Alors, que faire ? Continuer à interdire et laisser un marché informel prospérer, ou bien encadrer pour mieux contrôler ? Les signaux envoyés récemment par les autorités marocaines laissent entrevoir une évolution majeure.
Lors de l’Africa Financial Summit (AFIS) 2024 à Casablanca, la ministre de l’Economie et des Finances, Nadia Fettah, a reconnu que les cryptomonnaies pourraient jouer un rôle clé dans l’inclusion financière.
Dans les zones rurales où l’offre bancaire est limitée, ces actifs numériques pourraient en effet représenter une alternative crédible pour faciliter les paiements et l’accès aux services financiers.
Autre signe fort : le projet de loi sur les cryptoactifs actuellement en cours d’adoption. Conçu en collaboration avec la Banque mondiale et d’autres institutions nationales, ce texte vise à instaurer un cadre réglementaire clair pour ces actifs numériques.
L’enjeu pour le Maroc est d’éviter la dérive spéculative, les cryptos étant un terrain de jeu propice aux bulles financières, mais aussi de protéger les utilisateurs des fraudes.
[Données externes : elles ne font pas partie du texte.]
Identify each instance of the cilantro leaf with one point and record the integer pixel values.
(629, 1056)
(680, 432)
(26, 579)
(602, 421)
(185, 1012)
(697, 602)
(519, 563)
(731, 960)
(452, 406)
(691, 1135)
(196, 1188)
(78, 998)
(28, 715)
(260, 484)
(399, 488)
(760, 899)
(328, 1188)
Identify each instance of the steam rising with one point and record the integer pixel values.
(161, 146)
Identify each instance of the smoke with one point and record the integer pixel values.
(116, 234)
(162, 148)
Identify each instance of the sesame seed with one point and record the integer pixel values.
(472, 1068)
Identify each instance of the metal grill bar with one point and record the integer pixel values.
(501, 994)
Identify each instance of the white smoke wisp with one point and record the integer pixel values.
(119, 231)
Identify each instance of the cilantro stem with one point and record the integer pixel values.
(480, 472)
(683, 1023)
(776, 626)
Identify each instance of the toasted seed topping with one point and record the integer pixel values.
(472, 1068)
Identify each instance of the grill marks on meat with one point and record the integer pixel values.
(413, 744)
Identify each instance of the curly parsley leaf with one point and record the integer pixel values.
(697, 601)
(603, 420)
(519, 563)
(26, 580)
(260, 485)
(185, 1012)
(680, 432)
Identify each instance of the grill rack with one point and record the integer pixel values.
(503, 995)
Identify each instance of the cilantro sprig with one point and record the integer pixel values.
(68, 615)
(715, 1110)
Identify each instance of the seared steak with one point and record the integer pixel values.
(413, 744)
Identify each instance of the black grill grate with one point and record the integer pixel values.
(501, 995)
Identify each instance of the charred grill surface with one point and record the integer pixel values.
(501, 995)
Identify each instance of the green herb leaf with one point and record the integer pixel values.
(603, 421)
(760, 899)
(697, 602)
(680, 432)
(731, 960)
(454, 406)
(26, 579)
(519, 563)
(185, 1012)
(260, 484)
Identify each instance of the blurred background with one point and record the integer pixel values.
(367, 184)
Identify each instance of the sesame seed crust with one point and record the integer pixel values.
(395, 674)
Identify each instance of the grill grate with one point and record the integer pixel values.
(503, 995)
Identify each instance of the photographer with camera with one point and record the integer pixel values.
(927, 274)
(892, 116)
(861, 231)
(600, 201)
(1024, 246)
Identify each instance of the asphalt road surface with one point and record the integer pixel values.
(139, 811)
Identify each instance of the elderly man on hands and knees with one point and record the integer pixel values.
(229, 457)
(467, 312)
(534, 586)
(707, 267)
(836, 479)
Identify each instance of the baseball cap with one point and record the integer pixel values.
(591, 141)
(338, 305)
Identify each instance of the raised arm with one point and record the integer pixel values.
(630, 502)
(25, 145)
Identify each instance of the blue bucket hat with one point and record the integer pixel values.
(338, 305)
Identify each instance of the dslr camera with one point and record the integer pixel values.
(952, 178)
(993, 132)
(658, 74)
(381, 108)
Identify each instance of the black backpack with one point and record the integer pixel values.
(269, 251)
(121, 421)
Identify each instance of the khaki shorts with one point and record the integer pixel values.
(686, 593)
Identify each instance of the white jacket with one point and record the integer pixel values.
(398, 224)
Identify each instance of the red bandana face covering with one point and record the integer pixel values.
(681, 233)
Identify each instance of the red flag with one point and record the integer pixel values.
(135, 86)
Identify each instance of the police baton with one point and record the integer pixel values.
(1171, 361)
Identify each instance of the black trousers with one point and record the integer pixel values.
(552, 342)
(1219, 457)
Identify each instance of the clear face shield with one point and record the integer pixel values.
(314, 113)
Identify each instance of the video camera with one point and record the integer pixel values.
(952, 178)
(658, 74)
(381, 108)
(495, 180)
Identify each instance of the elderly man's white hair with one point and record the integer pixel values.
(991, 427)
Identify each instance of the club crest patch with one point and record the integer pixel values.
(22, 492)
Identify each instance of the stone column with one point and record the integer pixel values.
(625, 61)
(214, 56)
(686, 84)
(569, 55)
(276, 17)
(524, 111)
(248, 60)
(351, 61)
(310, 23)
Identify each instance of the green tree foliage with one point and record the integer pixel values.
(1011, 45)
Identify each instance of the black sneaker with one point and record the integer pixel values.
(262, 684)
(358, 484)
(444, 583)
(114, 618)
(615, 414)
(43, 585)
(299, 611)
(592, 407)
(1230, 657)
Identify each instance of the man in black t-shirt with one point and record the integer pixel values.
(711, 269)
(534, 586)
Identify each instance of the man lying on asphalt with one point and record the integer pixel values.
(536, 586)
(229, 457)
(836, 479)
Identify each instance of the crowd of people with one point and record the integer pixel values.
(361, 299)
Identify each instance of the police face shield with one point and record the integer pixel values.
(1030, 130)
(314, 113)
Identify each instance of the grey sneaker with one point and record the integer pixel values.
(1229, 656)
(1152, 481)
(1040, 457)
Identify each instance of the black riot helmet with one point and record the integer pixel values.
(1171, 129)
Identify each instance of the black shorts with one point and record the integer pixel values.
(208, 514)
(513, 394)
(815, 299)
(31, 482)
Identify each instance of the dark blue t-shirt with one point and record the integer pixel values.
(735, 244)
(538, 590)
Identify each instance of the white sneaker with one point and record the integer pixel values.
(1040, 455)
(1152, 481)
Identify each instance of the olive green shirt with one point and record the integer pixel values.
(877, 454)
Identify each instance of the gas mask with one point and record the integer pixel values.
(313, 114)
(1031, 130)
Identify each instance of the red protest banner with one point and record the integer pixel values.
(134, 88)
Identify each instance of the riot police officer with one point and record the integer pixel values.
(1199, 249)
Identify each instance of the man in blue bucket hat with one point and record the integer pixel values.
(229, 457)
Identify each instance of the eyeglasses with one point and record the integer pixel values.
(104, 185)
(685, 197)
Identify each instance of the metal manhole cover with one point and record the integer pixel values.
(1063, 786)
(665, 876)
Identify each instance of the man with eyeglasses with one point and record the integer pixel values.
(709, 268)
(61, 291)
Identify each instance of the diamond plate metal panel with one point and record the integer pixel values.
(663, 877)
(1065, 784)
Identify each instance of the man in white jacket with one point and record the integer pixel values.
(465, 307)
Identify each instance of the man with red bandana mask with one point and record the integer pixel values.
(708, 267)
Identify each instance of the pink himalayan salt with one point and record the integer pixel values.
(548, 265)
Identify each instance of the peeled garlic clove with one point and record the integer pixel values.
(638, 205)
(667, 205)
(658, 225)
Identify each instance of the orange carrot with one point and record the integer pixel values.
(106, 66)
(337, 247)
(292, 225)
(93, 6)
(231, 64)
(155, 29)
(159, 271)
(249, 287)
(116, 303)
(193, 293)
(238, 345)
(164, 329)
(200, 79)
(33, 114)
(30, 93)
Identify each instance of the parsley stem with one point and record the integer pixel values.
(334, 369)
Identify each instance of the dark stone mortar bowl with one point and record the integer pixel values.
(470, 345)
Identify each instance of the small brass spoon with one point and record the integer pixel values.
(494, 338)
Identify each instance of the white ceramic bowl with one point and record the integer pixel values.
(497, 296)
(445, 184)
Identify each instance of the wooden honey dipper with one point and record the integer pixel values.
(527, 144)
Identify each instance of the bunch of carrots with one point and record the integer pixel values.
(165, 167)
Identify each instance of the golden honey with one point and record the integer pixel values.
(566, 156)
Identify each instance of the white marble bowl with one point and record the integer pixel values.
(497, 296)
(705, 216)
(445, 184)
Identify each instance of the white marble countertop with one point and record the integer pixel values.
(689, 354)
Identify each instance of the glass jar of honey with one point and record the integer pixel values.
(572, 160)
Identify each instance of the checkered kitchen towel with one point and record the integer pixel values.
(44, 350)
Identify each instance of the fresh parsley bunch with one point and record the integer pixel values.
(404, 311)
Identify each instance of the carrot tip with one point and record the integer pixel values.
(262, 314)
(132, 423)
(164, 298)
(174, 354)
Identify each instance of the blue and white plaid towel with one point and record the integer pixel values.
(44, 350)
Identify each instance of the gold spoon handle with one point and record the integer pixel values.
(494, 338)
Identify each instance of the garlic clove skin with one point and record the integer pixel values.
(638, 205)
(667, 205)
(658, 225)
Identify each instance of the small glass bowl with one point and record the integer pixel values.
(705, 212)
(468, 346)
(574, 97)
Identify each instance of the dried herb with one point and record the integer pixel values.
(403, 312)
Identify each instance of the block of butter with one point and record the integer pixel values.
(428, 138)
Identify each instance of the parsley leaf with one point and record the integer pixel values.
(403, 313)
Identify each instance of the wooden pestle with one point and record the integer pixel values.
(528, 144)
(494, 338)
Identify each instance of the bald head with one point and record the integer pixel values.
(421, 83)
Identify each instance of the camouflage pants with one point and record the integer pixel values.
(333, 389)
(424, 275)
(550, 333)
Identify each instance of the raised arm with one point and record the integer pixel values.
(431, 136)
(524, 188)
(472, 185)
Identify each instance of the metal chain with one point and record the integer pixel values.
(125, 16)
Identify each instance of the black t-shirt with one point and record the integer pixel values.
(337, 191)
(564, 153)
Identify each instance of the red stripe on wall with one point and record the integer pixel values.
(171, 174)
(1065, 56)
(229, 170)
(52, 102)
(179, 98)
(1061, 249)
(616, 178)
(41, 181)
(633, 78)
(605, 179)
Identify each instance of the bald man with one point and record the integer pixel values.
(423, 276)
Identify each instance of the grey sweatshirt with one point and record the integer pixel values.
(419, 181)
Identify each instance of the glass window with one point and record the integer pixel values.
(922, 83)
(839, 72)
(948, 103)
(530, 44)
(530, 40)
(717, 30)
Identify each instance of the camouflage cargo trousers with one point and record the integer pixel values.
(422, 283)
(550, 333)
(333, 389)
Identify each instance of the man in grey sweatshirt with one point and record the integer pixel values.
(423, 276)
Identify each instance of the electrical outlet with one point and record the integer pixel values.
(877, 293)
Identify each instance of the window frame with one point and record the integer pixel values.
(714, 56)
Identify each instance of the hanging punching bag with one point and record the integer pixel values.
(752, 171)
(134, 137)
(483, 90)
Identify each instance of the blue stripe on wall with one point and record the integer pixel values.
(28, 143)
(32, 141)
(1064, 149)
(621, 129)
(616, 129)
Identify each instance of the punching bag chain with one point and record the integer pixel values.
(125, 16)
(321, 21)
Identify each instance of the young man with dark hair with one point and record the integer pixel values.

Etant donné qu’il ne s’agit plus de savoir si ces actifs numériques vont s’imposer, mais bien comment les intégrer intelligemment dans l’économie nationale. Le défi sera d’autant plus complexe que la technologie évolue rapidement.
En effet, de nouvelles tendances émergent, comme les monnaies digitales de banques centrales (MDBC), sur lesquelles Bank Al-Maghrib mène actuellement des études.
Ces monnaies numériques officielles pourraient coexister avec les cryptos traditionnelles, offrant ainsi une alternative plus stable et encadrée.
Une tendance mondiale
Le Maroc n’est pas le seul pays à faire face à cette montée en puissance des cryptos.
Selon Hellosafe, l’Allemagne, les Etats-Unis et le Canada ont vu leur taux de détenteurs de cryptomonnaies tripler entre 2019 et 2024 (+225%), suivis des Emirats Arabes Unis (+210%) ou encore de la Suède (+200%).
L’Asie n’est pas en reste : l’Inde a gagné plus de 200 millions de nouveaux détenteurs de cryptos en cinq ans, tandis que l’Indonésie et le Pakistan affichent respectivement 56 et 30 millions de nouveaux adeptes. En Afrique, le Nigeria (67% de croissance) et l’Egypte (+137,5%) figurent parmi les locomotives du continent.
L’Europe voit également l’adoption des cryptos s’accélérer : le Portugal (+122%), la France (+125%) et la Suisse (+90%) sont en train de devenir des terres d’adoption privilégiées des cryptos, malgré des approches réglementaires parfois timides.